When discussing the topic of investing offshore with friends, family, colleagues, and acquaintances, the question of “why invest offshore?” invariably comes up.
In my mind, there are a myriad of reasons to invest offshore, but here are some of my favorite ones:
Increased privacy – Protect yourself from the increasing loss of privacy, and prevent domestic credit reporting bureaus from collecting information on you and your assets. Many offshore financial centers have strict banking and confidentiality laws. As long as one is not engaging in arms trafficking, money laundering, or other illegal activities, investing offshore will better enable you to protect your privacy.
Earn higher returns – Offshore funds may have more freedom in terms of what they can invest in, whether they go long or short, as well as more freedom to take advantage of market fluctuations and cyclical movements.

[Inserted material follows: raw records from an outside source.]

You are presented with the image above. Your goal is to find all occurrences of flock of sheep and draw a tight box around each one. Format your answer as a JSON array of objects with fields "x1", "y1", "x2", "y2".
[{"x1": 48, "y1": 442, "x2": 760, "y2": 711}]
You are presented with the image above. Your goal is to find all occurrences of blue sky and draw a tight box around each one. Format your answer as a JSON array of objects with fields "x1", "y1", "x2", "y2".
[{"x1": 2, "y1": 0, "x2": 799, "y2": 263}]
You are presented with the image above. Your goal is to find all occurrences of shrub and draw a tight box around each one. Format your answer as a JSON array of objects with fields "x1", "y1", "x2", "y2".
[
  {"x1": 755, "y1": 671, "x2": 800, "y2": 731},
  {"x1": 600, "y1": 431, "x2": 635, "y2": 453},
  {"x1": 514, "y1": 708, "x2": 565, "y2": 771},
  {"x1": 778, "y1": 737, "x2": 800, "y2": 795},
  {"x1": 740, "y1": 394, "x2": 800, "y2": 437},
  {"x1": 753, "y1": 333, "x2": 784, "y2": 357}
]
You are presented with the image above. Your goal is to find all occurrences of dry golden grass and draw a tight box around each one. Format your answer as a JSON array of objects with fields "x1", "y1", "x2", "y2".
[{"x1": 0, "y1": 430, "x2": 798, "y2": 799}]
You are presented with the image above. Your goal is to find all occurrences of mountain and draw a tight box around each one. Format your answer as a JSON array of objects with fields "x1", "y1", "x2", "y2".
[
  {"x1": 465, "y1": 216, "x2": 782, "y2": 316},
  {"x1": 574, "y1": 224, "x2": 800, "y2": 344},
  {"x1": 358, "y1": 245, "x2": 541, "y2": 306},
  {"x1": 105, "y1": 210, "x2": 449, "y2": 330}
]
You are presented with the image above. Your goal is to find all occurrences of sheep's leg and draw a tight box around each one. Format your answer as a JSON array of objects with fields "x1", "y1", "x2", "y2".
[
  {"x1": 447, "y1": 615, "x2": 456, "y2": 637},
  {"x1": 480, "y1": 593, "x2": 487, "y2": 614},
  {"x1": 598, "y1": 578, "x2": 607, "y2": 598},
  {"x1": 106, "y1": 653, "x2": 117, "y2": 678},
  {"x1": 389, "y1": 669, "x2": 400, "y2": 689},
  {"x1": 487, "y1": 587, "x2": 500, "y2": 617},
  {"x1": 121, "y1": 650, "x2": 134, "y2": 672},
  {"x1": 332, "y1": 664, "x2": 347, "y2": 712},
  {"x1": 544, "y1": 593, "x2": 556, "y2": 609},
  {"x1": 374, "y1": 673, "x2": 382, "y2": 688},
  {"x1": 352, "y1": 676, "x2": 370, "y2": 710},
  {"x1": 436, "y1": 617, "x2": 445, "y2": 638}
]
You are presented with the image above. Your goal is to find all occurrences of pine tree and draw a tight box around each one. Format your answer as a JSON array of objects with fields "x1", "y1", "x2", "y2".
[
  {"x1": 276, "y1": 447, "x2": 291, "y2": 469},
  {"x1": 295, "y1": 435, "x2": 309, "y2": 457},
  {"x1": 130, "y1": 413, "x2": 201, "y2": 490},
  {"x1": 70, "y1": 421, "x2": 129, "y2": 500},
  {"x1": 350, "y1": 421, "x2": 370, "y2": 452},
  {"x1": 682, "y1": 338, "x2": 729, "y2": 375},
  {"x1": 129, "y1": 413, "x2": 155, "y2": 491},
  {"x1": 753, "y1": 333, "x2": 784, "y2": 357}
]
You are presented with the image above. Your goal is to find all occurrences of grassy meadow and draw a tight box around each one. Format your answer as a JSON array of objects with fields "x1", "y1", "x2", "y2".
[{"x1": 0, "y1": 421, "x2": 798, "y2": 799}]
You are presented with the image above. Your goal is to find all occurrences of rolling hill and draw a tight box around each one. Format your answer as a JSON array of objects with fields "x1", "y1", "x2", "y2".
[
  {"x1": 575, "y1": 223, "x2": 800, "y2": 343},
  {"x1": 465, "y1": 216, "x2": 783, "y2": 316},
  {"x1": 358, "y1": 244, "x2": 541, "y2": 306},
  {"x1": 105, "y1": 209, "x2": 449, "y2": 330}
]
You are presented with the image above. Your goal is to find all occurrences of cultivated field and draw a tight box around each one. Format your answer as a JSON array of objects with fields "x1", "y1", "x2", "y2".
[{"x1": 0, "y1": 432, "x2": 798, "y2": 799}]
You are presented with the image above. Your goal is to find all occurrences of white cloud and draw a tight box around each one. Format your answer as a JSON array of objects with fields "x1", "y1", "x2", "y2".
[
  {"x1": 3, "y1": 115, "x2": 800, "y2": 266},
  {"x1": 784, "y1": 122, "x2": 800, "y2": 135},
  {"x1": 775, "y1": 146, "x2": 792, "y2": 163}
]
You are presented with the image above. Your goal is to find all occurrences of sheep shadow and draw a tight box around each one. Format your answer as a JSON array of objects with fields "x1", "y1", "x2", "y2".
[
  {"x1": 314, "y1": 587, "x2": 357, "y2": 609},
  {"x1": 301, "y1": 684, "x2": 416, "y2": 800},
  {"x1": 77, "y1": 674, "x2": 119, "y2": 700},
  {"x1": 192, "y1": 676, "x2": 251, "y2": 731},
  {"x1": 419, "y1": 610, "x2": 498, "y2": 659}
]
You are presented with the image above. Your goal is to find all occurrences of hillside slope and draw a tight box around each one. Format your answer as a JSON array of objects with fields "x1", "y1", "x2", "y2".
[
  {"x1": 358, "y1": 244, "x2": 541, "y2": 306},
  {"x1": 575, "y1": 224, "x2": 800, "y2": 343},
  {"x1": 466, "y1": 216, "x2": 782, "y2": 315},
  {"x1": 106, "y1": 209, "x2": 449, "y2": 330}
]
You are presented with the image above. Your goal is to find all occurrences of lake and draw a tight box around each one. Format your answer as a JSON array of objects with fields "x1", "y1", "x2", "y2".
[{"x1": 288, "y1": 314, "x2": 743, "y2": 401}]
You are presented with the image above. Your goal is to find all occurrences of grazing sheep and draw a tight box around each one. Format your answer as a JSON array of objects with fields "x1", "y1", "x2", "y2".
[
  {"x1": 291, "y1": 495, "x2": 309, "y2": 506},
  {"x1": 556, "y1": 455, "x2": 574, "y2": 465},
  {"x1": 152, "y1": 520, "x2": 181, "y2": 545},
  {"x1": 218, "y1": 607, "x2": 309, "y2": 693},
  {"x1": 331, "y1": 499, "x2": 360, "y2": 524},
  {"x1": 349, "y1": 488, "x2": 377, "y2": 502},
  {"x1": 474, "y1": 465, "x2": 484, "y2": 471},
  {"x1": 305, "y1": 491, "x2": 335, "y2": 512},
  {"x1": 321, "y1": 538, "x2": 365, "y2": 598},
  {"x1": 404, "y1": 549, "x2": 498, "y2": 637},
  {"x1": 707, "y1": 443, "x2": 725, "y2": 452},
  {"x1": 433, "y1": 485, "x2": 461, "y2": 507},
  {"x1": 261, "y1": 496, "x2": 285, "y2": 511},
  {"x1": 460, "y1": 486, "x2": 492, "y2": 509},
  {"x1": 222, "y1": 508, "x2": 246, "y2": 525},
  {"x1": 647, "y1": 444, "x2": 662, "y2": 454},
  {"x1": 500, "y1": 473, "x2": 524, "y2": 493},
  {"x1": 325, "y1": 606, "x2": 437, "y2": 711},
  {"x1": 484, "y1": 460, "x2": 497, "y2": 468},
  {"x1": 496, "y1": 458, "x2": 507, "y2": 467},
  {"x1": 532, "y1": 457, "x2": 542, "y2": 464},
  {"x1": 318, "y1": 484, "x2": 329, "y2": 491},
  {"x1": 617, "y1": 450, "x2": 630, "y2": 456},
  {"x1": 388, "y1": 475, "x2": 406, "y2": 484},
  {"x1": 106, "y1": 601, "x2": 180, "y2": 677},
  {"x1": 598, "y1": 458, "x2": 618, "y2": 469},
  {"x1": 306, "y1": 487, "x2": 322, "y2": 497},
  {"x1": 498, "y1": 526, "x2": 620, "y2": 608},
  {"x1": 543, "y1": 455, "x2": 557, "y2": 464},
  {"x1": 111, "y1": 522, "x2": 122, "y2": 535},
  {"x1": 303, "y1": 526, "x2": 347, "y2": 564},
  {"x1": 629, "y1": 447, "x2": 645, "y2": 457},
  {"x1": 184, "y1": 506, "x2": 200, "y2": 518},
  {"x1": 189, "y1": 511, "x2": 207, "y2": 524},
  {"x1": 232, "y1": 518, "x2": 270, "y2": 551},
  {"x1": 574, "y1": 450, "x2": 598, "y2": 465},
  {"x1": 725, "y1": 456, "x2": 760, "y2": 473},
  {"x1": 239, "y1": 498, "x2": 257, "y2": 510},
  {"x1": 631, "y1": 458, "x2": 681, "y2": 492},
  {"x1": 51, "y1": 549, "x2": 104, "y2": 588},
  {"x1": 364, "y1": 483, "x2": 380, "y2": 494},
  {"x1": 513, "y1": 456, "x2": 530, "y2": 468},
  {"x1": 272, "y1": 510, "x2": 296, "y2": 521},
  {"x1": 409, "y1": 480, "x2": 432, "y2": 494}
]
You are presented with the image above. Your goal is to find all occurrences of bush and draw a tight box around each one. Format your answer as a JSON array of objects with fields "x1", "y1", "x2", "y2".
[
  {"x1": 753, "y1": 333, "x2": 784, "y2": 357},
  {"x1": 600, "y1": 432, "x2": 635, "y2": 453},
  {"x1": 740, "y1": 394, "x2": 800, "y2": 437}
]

As a result, you have the potential to earn higher returns than you could in your country of residence, where there is probably more regulation and red-tape, and where fund managers might be restricted as to the investments they are allowed to make.
Avoid high taxes – Depending on your citizenship and where you reside, many low-tax districts can offer you products that have little or no tax at source. In addition to this, by forming an offshore corporation or trust, you can potentially lower your tax burden.
Protect your assets from being forfeited – Many offshore financial centers are not required to accept the laws or civil judgments of a foreign government. By creating a foreign corporation and/or trust, you can prevent your assets from being seized by our government and/or lenders who want to collect on outstanding debts. As societies are becoming more and more litigious, it is a good idea to invest offshore so you can protect yourself against any potential lawsuits that may occur in your country of residence.
Avoid having to depend on a state pension – Even if you live in a country that offers a state pension, it is doubtful that a state pension alone will provide you with the money to have a quality retirement. With an aging workforce, diminishing returns, and fewer workers to contribute into state pensions, depending entirely on such a vehicle to provide you with a quality retirement is not the best idea.
While there are risks associated with investing offshore, and there may be increased complexity when managing an offshore portfolio (not to mention tax implications), I believe the benefits are too tantalizing to ignore. Also, there are risks even when one invests in familiar investment vehicles in their home country. There’s no way to completely eliminate risk, but with the right strategy and right knowledge, in addition to the correct team of advisors (financial and tax), one can reap huge benefits investing offshore.